In [1]:
%%javascript
MathJax.Hub.Config({
    TeX: { equationNumbers: { autoNumber: "AMS" } }
});

<IPython.core.display.Javascript object>

This notebook is loosely reproduces Section 1.5.5 and 3.2 of [PRML](https://www.microsoft.com/en-us/research/uploads/prod/2006/01/Bishop-Pattern-Recognition-and-Machine-Learning-2006.pdf) with added details.

# Theory

First, let's state a fact that will be used twice in the follow-up derviation.

\begin{align*}
\int \{a - g(b)\}^2 p(b) db &= \{a - \mathbb{E}[g(b)] \}^2 + \text{var}[g(b)] \\
\end{align*}

where 

* $a$ is constant independent of $b$
* $b$ is a random variable, 
* $g$ is a function of $b$,
* $p(b)$ is a distribution of $b$. It may or may not be a conditional distribution.

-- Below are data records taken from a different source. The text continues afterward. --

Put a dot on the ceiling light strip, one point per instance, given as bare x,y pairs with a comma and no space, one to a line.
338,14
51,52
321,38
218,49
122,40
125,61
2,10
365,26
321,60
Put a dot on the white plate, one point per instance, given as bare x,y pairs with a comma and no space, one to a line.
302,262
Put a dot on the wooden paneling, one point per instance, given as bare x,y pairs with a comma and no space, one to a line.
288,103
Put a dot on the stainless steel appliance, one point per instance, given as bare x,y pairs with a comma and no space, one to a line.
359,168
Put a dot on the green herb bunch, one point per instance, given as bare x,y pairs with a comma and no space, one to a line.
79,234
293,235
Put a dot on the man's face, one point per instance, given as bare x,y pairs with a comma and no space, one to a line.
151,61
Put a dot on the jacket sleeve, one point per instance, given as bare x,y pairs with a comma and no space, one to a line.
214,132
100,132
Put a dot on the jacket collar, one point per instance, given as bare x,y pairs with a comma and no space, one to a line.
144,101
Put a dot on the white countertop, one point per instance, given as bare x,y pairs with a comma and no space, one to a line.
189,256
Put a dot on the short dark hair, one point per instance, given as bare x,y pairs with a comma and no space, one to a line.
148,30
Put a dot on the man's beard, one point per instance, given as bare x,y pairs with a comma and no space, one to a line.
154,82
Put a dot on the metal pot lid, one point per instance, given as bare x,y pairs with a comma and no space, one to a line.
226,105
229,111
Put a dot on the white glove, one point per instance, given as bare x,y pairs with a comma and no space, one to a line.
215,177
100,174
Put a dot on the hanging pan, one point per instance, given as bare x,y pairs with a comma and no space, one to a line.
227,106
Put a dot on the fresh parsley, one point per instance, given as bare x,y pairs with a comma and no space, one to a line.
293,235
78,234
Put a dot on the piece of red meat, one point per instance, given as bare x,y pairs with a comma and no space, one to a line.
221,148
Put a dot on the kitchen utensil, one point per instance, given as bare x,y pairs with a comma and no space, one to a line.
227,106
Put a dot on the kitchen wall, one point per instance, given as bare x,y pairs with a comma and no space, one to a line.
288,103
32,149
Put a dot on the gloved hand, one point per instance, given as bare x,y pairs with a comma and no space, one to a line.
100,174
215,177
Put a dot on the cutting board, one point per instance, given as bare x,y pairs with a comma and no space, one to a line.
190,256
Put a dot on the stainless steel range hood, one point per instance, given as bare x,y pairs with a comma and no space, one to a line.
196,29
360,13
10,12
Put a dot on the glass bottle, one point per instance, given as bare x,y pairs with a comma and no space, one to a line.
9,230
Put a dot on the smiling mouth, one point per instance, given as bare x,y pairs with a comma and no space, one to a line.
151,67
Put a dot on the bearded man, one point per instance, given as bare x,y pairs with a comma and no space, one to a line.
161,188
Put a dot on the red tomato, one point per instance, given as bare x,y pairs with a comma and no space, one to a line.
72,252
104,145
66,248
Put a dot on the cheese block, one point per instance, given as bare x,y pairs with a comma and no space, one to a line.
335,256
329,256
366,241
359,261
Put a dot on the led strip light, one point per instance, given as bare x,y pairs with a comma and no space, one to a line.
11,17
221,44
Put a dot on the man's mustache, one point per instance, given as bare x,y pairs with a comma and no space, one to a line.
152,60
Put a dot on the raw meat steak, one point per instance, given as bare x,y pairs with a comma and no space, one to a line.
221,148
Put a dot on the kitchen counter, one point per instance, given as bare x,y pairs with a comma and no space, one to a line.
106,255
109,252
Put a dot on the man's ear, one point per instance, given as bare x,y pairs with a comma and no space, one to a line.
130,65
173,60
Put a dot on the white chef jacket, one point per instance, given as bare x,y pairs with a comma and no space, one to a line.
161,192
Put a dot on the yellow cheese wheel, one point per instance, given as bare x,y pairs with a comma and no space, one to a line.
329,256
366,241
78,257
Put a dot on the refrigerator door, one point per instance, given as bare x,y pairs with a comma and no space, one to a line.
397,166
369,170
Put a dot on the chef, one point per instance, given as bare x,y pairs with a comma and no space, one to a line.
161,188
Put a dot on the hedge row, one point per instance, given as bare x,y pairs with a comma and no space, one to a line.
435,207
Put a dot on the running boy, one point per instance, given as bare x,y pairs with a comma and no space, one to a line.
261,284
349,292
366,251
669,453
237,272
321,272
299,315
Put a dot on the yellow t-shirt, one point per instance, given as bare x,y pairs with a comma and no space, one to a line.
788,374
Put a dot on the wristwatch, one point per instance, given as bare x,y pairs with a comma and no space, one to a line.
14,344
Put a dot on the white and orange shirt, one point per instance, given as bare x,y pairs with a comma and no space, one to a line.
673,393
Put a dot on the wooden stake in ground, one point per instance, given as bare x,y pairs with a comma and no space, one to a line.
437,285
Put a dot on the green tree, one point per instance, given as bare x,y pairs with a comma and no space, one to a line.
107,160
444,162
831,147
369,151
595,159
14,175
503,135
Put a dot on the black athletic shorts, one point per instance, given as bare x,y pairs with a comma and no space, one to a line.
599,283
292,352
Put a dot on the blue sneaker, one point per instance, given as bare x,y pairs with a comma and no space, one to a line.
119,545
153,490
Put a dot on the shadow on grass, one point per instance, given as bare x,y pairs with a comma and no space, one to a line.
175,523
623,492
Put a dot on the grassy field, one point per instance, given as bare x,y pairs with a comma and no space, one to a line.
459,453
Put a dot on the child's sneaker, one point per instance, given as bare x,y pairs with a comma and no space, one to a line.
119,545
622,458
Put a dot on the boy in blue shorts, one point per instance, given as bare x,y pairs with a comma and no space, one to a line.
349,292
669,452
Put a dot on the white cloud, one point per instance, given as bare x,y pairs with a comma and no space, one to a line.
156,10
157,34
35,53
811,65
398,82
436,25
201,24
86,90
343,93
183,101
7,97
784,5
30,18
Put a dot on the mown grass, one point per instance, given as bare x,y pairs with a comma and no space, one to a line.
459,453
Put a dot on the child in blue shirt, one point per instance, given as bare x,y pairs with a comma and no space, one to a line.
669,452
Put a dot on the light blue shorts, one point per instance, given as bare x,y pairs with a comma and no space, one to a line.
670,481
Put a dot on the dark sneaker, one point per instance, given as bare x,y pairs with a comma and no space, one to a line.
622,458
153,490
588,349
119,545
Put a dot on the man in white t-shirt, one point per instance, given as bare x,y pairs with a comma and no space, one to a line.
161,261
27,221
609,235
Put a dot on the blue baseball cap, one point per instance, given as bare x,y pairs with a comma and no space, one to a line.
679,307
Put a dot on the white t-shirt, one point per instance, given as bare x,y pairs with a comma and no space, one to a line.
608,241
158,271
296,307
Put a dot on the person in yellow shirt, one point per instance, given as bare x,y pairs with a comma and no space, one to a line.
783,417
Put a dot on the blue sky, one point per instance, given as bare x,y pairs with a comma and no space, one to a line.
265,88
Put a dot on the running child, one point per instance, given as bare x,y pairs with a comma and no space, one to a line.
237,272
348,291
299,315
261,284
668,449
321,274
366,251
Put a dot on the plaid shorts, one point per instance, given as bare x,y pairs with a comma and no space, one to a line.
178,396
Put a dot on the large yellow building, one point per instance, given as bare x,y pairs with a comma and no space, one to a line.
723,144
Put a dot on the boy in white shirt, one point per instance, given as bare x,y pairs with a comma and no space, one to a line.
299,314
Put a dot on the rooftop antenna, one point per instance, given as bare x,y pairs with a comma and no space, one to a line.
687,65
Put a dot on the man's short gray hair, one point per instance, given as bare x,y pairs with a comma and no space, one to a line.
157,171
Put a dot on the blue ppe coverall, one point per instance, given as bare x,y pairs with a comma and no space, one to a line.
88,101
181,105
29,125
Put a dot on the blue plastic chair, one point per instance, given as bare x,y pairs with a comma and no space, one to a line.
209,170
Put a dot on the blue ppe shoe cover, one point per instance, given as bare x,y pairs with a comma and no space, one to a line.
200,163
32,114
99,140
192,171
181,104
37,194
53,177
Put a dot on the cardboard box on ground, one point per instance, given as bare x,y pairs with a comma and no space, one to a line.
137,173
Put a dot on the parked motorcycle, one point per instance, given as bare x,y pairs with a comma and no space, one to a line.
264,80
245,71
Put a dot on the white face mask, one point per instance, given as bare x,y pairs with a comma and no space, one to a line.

### Mean squared error (MSE)

Suppose we have learned a model $f$ from a training datset $\mathcal{D}$. Given a test example with feature vector $\mathbf{x}$ and label $t$, we apply the model to make a prediction $y(\mathbf{x})$ on $\mathbf{x}$. The **squared loss** (aka. squared error) is defined as

$$
L(\mathbf{x}, t) = \{y(\mathbf{x}) - t \}^2
$$

$L(\mathbf{x}, t)$ may also be simply written as $L$ for clarity. 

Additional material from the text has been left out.